Airline On‑Time Performance

Turning flight delays into clear, visual stories.

Hi, I'm Wiktor — a data analyst passionate about aviation and interactive visualizations. This portfolio showcases an end‑to‑end analysis of airline on‑time performance and delay causes, based on data published by the U.S. Bureau of Transportation Statistics.

From geospatial maps and rankings to a predicted delay risk model, each visualization is built in R and delivered as a clean, responsive web experience.

Wiktor
Dataset

About the data

The analysis uses airline on‑time statistics and delay causes reported to the Bureau of Transportation Statistics (BTS). The dataset aggregates flights by airline, airport, month and delay type, enabling both high‑level trends and detailed operational insights.

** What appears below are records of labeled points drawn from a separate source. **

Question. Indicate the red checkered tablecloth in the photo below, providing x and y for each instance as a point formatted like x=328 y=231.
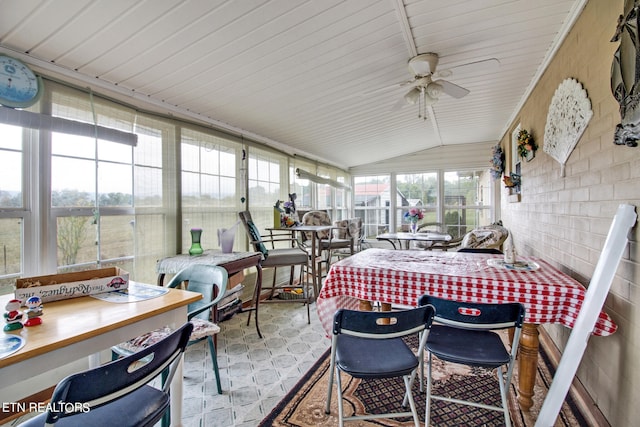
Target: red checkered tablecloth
x=401 y=277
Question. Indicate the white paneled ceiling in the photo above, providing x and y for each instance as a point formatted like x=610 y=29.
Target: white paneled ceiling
x=320 y=78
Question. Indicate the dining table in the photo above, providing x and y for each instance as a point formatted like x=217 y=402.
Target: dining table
x=233 y=262
x=406 y=238
x=311 y=237
x=77 y=328
x=400 y=277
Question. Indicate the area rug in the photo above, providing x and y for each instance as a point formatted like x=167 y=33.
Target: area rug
x=304 y=405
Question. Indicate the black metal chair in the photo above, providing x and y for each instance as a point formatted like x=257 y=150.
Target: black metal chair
x=117 y=394
x=369 y=344
x=464 y=333
x=283 y=251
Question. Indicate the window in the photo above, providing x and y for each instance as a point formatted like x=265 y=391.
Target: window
x=372 y=201
x=90 y=183
x=467 y=201
x=267 y=173
x=210 y=190
x=417 y=190
x=12 y=207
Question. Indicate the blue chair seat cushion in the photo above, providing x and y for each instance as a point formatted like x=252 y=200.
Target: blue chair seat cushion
x=474 y=348
x=285 y=257
x=374 y=358
x=146 y=403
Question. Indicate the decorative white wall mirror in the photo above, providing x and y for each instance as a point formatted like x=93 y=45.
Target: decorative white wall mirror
x=568 y=116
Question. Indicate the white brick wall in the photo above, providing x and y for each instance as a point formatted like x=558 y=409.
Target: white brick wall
x=566 y=219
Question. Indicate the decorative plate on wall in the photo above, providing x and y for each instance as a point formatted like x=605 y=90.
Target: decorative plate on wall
x=568 y=116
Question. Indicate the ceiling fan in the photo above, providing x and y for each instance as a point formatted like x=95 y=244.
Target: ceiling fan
x=428 y=83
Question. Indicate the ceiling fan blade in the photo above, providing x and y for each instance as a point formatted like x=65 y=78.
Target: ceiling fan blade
x=451 y=89
x=477 y=67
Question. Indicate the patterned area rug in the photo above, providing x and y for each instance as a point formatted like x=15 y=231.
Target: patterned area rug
x=304 y=405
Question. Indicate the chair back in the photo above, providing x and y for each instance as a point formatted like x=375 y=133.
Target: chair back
x=493 y=251
x=490 y=236
x=107 y=383
x=469 y=315
x=208 y=280
x=255 y=239
x=317 y=218
x=382 y=324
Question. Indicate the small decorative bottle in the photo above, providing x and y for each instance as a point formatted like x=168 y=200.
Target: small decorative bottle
x=509 y=251
x=195 y=248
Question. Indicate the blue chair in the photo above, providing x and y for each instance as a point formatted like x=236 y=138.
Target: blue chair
x=117 y=394
x=211 y=282
x=463 y=333
x=369 y=344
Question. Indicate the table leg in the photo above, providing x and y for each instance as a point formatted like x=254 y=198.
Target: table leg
x=365 y=306
x=256 y=298
x=527 y=364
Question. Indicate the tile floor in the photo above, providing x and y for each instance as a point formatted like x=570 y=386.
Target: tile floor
x=255 y=372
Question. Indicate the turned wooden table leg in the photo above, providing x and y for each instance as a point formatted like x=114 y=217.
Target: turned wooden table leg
x=527 y=365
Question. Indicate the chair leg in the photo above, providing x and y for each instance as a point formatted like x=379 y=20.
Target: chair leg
x=339 y=397
x=427 y=415
x=332 y=371
x=408 y=382
x=214 y=359
x=503 y=394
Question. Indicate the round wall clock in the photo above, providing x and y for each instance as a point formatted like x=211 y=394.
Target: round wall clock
x=19 y=86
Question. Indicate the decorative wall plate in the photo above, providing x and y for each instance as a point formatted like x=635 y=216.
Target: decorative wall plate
x=568 y=116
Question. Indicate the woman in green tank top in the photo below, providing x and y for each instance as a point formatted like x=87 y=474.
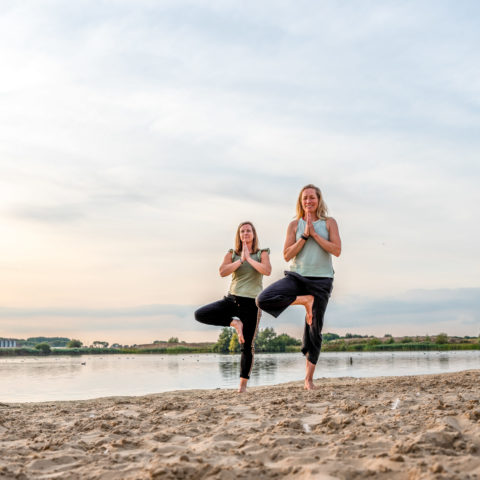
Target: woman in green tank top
x=312 y=239
x=247 y=264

Each record in the dataset describes the performance of a given airline at a specific airport in a given month. For that combination, it includes the number of operated flights, total delay minutes and a breakdown across key delay categories: carrier, weather, National Airspace System (NAS), security and late‑arriving aircraft.

This structure makes it possible to explore patterns across time, compare airlines and airports on a fair basis, and attribute delays to their underlying operational causes. All visualizations in this portfolio are built on top of this aggregated view.

Source BTS On‑Time Statistics
Granularity Airline × Airport × Month
Measures Flights, delay minutes, delay causes
Focus Arrival delays (≥ 15 minutes)
Geospatial

Flight delay map

An interactive view of how average arrival delays vary across airports, combining network structure with performance metrics.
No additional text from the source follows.